Umpire Admits Blowing Perfect Game

Detroit Tigers pitcher was perfect until last out, then robbed by blown call.

ByABC News via logo
June 2, 2010, 10:41 PM

June 2, 2010— -- With only one out to go, a pitcher for the Detroit Tigers was on the verge of one of baseball's loftiest and rarest accomplishments -- a pefect game -- until one blown call cost him a place in the record books.

The Tigers' Armando Galarraga had not allowed a single hitter to reach base through eight and two-thirds innings when Jason Donald of the Cleveland Indians hit a ground ball towards first.

Tigers first baseman Miguel Cabrera cleanly fielded the ball and tossed it to Galarraga, who was covering first, seemingly in time to get Donald out.

In a call that's sure to go down in infamy for Tigers fans for generations to come, umpire Jim Joyce spread his arms wide, pronouncing Donald safe.

The call was immediately disputed by Tigers manager Jim Leyland and several other players and instant replays showed that Donald was clearly out. The nearly 18,000 fans at Detroit's Comerica Field, many clearly irate, launched into rancous booing.

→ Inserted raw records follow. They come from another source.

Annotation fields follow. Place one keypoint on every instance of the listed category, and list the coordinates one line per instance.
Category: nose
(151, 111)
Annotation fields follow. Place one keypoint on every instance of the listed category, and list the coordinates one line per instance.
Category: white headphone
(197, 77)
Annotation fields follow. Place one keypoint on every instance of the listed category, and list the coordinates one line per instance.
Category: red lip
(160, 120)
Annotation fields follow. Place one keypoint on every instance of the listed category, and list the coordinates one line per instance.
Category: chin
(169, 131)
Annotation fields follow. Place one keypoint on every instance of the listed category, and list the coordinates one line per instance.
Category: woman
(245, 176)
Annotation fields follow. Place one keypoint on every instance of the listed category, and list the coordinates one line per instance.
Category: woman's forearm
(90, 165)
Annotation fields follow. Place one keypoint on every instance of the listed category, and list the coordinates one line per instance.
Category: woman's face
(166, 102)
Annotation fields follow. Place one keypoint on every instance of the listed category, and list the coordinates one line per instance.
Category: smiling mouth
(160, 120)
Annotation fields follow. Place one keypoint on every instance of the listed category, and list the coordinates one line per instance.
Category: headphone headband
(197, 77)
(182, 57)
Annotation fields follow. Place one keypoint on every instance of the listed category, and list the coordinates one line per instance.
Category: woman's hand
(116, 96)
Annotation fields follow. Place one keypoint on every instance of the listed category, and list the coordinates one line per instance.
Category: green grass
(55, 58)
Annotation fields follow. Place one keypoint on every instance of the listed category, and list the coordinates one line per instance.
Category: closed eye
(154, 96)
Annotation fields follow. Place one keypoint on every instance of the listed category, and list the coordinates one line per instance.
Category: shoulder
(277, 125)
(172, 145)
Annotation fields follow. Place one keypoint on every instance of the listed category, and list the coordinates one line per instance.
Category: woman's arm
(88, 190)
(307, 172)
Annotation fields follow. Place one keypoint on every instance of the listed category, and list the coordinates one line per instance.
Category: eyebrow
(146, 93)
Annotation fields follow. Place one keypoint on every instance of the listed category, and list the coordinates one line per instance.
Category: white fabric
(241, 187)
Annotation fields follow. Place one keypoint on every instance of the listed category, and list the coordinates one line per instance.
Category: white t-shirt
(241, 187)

For his part, Galarraga just smiled and started back for the mound. After the game, though, he expresssed his frustration.

"I feel sad," Galarraga said. "I just watched the replay 20 times and there's no way you can call him safe. ... [The umpire] needs to do a better job in that situation. It wasn't even close."

After the game, Joyce admitted he had made the wrong call and reportedly apologized to Galarraga.

"It was the biggest call of my career, and I kicked the (stuff) out of it," Joyce said after the game, according to the AP. "I just cost that kid a perfect game.

"I thought he beat the throw. I was convinced he beat the throw, until I saw the replay," he said after the Tigers' 3-0 win.

It would've been the just the 21st perfect game in major league history, and the first for a Detroit Tiger.

Joyce began his professional officiating career for the major leagues more than 20 years ago, the AP reported.

Though the feat is a rare occurence in the history of baseball, Galarraga's would have been the third this season, following Oakland's Dallas Braden and the Philadelphia Phillies' Roy Halladay, who both threw perfect games last month.